Pellegrini: divina in acqua e nella vita

E' diventata l’icona del nostro sport nuotando tra gioie e paure: quelle notti con lo sguardo verso il soffitto
Pellegrini: divina in acqua e nella vita
Dario Torromeo
4 min

Federica ha imparato nel tempo a scacciare gli incubi che turbavano le notti prima delle grandi gare. Chiusa in una stanza senza finestre, né porte, vedeva l’acqua salire lentamente. Non poteva scappare, non poteva gridare. E solo quando stava per soffocare, si svegliava. Senza fiato, costretta a respiri profondi per uscire dall’apnea in cui era precipitata. “Sono entrata in acqua a otto mesi e in pratica non ne sono più uscita” (cit. Federica Pellegrini).

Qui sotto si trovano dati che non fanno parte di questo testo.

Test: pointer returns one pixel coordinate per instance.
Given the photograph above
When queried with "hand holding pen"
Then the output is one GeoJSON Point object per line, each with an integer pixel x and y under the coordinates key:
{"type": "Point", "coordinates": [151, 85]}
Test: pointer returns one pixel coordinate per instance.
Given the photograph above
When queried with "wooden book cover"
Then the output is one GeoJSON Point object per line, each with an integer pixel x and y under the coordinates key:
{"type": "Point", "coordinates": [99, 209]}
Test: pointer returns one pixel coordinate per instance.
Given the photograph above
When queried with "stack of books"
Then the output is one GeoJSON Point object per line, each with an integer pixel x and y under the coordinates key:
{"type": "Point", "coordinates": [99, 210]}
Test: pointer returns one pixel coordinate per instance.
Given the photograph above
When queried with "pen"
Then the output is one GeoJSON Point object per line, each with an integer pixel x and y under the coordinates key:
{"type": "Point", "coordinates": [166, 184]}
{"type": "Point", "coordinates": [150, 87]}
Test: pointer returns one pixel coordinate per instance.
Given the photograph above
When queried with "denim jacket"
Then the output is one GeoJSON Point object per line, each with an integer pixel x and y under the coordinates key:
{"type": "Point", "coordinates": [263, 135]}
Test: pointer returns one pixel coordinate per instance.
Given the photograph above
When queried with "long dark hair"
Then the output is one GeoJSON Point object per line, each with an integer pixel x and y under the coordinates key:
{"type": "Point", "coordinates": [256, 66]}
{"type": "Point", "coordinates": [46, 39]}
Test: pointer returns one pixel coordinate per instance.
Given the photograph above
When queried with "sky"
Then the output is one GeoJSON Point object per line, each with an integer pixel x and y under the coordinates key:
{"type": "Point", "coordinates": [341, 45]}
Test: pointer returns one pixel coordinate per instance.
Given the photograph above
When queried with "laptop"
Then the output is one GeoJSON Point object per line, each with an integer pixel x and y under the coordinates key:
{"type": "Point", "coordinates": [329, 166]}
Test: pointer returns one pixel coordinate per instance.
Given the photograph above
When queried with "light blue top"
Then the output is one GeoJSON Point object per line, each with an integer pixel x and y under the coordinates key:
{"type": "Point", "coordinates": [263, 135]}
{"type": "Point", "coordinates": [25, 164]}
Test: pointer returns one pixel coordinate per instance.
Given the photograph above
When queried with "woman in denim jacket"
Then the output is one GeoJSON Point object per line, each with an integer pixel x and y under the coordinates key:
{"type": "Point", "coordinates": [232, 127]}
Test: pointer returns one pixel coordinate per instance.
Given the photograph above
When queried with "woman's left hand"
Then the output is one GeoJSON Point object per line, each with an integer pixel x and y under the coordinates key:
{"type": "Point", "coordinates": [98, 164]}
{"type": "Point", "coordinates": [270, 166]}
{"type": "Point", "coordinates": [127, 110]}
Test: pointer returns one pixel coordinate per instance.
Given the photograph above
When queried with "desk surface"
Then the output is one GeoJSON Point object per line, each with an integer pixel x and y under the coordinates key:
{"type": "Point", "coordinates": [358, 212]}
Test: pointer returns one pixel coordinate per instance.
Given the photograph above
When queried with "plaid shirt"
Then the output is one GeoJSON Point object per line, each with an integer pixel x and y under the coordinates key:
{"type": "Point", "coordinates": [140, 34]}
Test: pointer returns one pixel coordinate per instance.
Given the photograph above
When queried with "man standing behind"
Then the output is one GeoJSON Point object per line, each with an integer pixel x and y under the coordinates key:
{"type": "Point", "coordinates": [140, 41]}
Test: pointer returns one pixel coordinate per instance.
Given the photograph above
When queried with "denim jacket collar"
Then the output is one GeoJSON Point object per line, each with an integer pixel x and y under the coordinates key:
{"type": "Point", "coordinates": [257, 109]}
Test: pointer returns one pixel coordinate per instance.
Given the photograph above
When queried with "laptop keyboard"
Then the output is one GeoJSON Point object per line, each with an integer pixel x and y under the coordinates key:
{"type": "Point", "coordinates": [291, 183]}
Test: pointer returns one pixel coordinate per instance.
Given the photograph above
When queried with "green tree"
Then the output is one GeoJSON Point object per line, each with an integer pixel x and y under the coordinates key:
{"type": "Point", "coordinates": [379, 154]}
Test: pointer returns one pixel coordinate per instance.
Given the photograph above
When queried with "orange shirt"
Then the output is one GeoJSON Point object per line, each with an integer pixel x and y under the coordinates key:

Federica Pellegrini, un viaggio lunghissimo 

Il Corriere dello Sport-Stadio l’ha seguita da quando era poco più che una bambina. Era lì, il giorno in cui coglieva la prima medaglia olimpica (argento 200 sl, Atene 2004). Una sedicenne che stava diventando donna. Non aveva paura della vita, le andava incontro, la guardava negli occhi e la sfidava. “Una bimba tra i giganti” era il titolo creato da Sergio Neri per Novella Calligaris (argento ai Giochi di Monaco ‘72). Federica sarebbe andata oltre. A Pechino 2008 aveva vissuto la delusione, obbligata a soffrire per conquistare il diritto a piangere di gioia. I 400 sl dovevano essere la gara della consacrazione. In semifinale segnava il record del mondo. In finale era quinta. Tornava al Villaggio Olimpico, si sdraiava sul lettino della sua camera e per tre ore fissava il soffitto. Quattro ore dopo si tuffava di nuovo in acqua. Toccava per prima nella semifinale dei 200 sl, segnando un nuovo primato del mondo. Guardava il tabellone, prendeva a pugni l’acqua, rideva. Era felice, anche se quel filo di tristezza per l’oro svanito non l’aveva ancora abbandonata.
Era l’alba in Italia quando Federica Pellegrini andava a vincere l’oro olimpico. Si sentiva felice, sicura, come se nulla potesse più spaventarla. Come quando, da bambina, dormiva nel letto tra mamma e papà mentre fuori lampi e tuoni riempivano l’aria. “Divina Federica” titolava il Corriere dello Sport-Stadio il 14 agosto 2008.

Record su record 

L’anno dopo Roma ospitava i Mondiali. “Ha talento, forza fisica, determinazione. Si diverte a nuotare e non si annoia a lavorare. Il nostro è uno sport duro, se lo fai senza entusiasmo finisci per odiarlo. Lei no, lei si diverte nella fatica” (cit. Alberto Castagnetti). Il 26 luglio vinceva i 400 sl, prima donna a nuotare sotto i quattro minuti (3:59:15). Il 28 luglio vinceva i 200 sl. Decimo record del mondo prima dei 21 anni. Sembrava un momento magico, pieno solo di cose belle. Meno di tre mesi dopo, moriva Alberto Castagnetti. Non era solo il coach, era la guida. “Quando si è presa Roma l’ho incontrata nella pancia del Foro Italico. Quella sera ho capito quale fosse il suo antidoto alle nuvole scure che il successo fa passare sulla testa dei vincitori. Eravamo seduti l’una di fronte all’altro, a un paio di metri da noi c’era Alberto. Ascoltava senza mai intervenire. Quell’uomo era capace di capirla con uno sguardo”. Quando ha smesso, la Pellegrini ha chiesto ad alcuni giornalisti di raccontare l’episodio che più di altri li aveva toccati. Queste righe sono parte del mio ricordo. Doppietta anche ai Mondiali di Shanghai 2011. Un oro “speciale” nella 4x200 sl agli Europei di Berlino 2014. Alice Mizzau, Stefania Pirozzi e Chiara Masini Luccetti erano state davvero brave. Poi era entrata in acqua lei. Aveva ridotto da 4”51 a 2”53 il ritardo dalla Svezia alla virata prima dell’ultima vasca. Aveva affondato le braccia di rabbia e potenza nell’acqua. A 15 metri dall’arrivo l’argento era in tasca. Vero, ma la mano di Fede era all’altezza delle caviglie della svedese. È stato in quel momento che tutto è diventato leggenda. Chiuderà la carriera con un oro e un argento alle Olimpiadi, sei titoli mondiali, undici record del mondo. Senza alcun dubbio la più grande nuotatrice italiana di sempre. Ma anche una donna che non ha mai rifiutato il confronto, ha raccontato le sue paure, non si è mai nascosta.